Leadership is full of this stuff. We don’t want charismatic leadership, it is démodé. And you should say it in French to be really démodé. But if you have a crisis, you are looking for the charismatic tab in your digital database.
You don’t want to be told what to do, but sometimes, if these goddam ( as my American colleagues would put it) leaders could tell us what exactly they want us to do!
We want spontaneous, creative, out of the box people but, would it be nice if they were less enthusiastic, ‘less creative’ ( as in pushing for strange things) and often ‘in the box’. Just a bit.
I was struck by some smarts lines in Ariel Levy’s book ‘The rules do not apply’, quoted in a paper’s review. The New Yorker staff writer’s explains her many contradictions in her memoir of miscarriage, divorce and a few other small life difficulties. They resonated as examples of the same ‘can-I-have-both-please’ that I have applied to my leadership examples above. She says: We want a mate who feels like family and a lover who is exotic, surprising. We want to be youthful adventurers and middle-aged mothers. We want intimacy and autonomy, safety and stimulation, reassurance and novelty, coziness and thrills. But we can’t.
That sucks! Seriously. Do you mean we have to choose?
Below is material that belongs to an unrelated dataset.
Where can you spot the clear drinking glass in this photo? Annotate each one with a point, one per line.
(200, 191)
Innovation and repetitive processes? Trial and error and zero defects? Unconventional and rational logic?
Innovation and repetitive processes? Innovation that can be replicated across industry once implemented making room for more innovation….constant evolution of ideas.
Trial and error and zero defects? This IS the repetitive process of innovation!
Unconventional and rational logic? Irrational logic is unconventional once accepted and socialized/normalized which then becomes accepted as rational.